Jetzt wurden einige Männer, die schweigsam Peter gegenübersaßen, und auch Peter selbst aufmerksam und hörten der Unterhaltung der Frauen zu. Sogar der Kranke richtete seine durch das Leid verdunkelten, doch klaren Augen auf die Sprechende.

»Ah, ah, ah!« riefen einige Frauen verwundert.

»Und wer hat denn das gemacht?«

Rosalka trat von einem Bein aufs andere. Als sie zu sprechen begann, glitzerten ihre Augen.
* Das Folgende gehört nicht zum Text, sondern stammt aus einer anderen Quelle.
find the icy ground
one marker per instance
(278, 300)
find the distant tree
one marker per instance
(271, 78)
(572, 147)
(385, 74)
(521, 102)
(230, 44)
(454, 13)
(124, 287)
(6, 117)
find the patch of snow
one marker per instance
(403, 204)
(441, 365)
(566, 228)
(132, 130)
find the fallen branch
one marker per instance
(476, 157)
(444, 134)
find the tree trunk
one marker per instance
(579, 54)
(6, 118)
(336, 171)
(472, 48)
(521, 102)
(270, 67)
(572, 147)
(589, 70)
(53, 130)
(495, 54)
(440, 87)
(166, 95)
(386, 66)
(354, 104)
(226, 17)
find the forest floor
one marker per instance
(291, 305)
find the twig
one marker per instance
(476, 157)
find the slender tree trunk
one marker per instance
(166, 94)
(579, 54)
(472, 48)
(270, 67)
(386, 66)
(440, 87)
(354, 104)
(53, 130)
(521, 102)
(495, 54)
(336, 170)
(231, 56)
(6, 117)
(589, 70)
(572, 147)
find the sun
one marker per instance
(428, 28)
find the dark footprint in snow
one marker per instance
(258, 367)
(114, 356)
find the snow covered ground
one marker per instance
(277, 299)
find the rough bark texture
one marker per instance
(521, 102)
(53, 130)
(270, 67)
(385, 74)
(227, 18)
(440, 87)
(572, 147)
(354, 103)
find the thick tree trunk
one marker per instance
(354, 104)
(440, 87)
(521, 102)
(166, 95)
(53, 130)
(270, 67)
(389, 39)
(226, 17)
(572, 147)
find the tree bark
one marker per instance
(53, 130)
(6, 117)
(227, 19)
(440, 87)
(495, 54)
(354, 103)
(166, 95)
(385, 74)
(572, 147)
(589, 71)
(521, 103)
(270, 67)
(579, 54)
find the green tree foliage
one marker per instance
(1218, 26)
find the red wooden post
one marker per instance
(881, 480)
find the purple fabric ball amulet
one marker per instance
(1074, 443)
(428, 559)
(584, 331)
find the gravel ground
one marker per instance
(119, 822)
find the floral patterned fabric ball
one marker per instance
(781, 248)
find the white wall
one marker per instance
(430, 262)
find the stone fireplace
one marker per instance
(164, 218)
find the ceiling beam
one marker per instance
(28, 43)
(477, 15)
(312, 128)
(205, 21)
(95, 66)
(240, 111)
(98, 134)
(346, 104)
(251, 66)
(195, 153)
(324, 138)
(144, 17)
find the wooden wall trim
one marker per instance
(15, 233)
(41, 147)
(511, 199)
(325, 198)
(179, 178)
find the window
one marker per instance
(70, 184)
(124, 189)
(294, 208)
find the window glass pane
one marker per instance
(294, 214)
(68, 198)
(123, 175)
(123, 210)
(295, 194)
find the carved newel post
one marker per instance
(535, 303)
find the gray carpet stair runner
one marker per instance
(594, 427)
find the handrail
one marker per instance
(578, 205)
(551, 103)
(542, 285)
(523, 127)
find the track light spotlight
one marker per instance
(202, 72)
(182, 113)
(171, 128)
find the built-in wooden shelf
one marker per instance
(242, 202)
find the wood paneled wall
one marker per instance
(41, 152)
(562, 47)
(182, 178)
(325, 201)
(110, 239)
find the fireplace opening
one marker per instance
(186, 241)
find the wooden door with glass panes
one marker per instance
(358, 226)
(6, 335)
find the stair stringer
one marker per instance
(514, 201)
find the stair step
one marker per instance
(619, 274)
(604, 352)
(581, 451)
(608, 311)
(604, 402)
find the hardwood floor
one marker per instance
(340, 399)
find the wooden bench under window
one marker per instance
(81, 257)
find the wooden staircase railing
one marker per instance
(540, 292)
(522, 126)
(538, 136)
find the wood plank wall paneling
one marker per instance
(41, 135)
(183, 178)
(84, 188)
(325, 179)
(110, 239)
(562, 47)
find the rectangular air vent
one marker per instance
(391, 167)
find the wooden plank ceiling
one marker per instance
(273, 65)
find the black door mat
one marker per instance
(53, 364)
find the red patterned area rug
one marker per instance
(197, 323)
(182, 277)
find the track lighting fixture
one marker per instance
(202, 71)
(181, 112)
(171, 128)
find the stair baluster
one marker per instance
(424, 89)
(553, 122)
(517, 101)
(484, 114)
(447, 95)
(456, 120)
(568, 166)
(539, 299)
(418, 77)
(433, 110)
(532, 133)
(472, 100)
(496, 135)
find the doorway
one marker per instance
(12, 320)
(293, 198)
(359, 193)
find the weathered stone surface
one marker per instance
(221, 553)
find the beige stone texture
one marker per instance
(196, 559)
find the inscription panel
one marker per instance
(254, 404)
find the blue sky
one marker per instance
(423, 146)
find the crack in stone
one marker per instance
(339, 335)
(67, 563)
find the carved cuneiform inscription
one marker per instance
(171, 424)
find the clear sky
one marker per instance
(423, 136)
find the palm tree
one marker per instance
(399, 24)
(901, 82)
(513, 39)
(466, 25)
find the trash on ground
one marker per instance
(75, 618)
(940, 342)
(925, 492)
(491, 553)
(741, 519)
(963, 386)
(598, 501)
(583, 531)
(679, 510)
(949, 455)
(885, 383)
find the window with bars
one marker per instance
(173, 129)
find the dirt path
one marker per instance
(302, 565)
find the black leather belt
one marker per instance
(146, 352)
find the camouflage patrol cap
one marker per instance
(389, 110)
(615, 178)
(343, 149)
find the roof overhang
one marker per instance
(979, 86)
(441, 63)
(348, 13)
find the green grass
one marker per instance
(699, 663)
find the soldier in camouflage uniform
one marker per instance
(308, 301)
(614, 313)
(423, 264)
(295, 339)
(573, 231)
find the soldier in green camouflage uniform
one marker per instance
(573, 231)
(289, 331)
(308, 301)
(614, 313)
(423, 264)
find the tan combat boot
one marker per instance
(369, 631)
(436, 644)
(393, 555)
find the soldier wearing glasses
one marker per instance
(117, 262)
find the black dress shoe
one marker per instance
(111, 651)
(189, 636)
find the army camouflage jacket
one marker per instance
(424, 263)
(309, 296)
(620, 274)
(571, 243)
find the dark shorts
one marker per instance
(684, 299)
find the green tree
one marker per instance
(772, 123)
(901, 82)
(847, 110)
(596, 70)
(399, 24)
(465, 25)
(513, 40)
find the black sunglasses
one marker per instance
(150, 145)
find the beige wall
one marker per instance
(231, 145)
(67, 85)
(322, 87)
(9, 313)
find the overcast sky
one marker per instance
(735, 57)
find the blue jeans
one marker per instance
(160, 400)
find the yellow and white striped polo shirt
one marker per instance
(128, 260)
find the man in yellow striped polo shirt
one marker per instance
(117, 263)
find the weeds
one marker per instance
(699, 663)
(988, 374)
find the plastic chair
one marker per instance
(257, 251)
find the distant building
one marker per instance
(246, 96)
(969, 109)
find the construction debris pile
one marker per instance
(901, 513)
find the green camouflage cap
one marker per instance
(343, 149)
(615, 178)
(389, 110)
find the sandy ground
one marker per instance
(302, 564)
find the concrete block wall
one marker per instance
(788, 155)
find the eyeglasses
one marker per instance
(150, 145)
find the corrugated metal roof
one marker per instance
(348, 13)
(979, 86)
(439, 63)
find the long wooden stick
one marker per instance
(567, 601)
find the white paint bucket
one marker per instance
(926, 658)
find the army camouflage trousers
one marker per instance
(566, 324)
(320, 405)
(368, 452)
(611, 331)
»Ich weiß, wer es gemacht hat. Es war dieselbe, die ihm irgendein Kraut für die Liebe gegeben hat. Und dieses Kraut war wohl nicht so, wie es sein sollte. Deshalb hat es auch nicht Liebe, sondern Krankheit gebracht.«

Einige Männer winkten geringschätzig mit den Händen ab, und Klemens, der einen Augenblick Rosalka angeblickt und sein Kinn beschämt unter der Zudecke versteckt hatte, platzte trotz seiner Schmerzen mit einem kurzen, lauten Lachen heraus. Die Nachricht, daß ihm irgend jemand ein Liebeskraut gegeben haben sollte, beschämte ihn etwas, doch sie erfreute ihn um so mehr. Jetzt stöhnte er wieder auf, da er heftige Schmerzen im Rücken verspürte. Dabei richtete er aber seinen verschleierten Blick auf die hübsche Tochter von Budrak, als ob er ihr sagen wollte:

»Siehst du! So einer bin ich!«

Doch das muntere Mädchen erblaßte vor Schreck und blickte ängstlich auf Rosalka. Die anderen Frauen sperrten zuerst vor Verwunderung den Mund auf, doch bald begannen sie, die Frau, die ihnen diese sonderliche Offenbarung verkündete, mit Fragen zu überschütten. Diese wandte sich jetzt mit der ihr eigenen Lebendigkeit an Peter:

»Komm doch her, Peter!« rief sie, »dir will ich's sagen. Einem anderen sage ich's nicht, doch du sollst es von mir erfahren. Du bist doch der Vater und hast ein Recht darauf, dich für das Leid, das man deinem Sohne zufügte, zu rächen.«

Peter stand auf und ging hinter der Frau, die ihn an der Hand faßte, in den Vorraum hinaus. Und hier, im Halbdunkel, sprachen sie eine Viertelstunde leise miteinander. In der Stube wurde es inzwischen ganz still. Die Budrak legte dem Kranken den Milchkübel auf die Magengegend, und es sah aus, als ob sie einen großen Schröpfkopf in der Hand hielte. Draußen auf dem Hofe ließ sich jetzt eine laute Männerstimme hören, die ungeduldig nach Rosalka rief. Diese antwortete ihm laut schreiend aus dem Vorraum:

»Sofort, sofort!«

Stefan blieb mit dem Pflug, der von zwei Pferden gezogen wurde, vor dem Hause des Vetters stehen, und da er immer noch vergeblich auf seine Frau warten mußte, fluchte er fürchterlich über sie. Erst nach einer Viertelstunde kam Peter in die Stube zurück, sichtlich erregt und erschüttert. In seiner Stirn gruben sich noch mehr tiefe Furchen als gewöhnlich ein, und die sonst so sanft blickenden Augen warfen unter den zusammengezogenen buschigen Augenbrauen scharfe Blitze. Zuerst sagte er jedoch nichts, sondern setzte sich mit gekrümmtem Rücken und gesenktem Kopfe auf die Bank, spie vor sich aus und murmelte nur:

»Daß du zugrunde gehst, du Satanskraft!«

Dann blickte er aufmerksam seinen Sohn an und fragte:

»Klemens! Hast du vor kurzem mit der Franziska, der Enkelin von Jakob, Met getrunken? Wie? Hast du getrunken oder nicht? Antworte doch!«

Dem Burschen fiel es schwer, auf diese Frage zu antworten. Er schämte sich, und schon einige Male hatte er sein Kinn und seinen Mund unter der Zudecke versteckt.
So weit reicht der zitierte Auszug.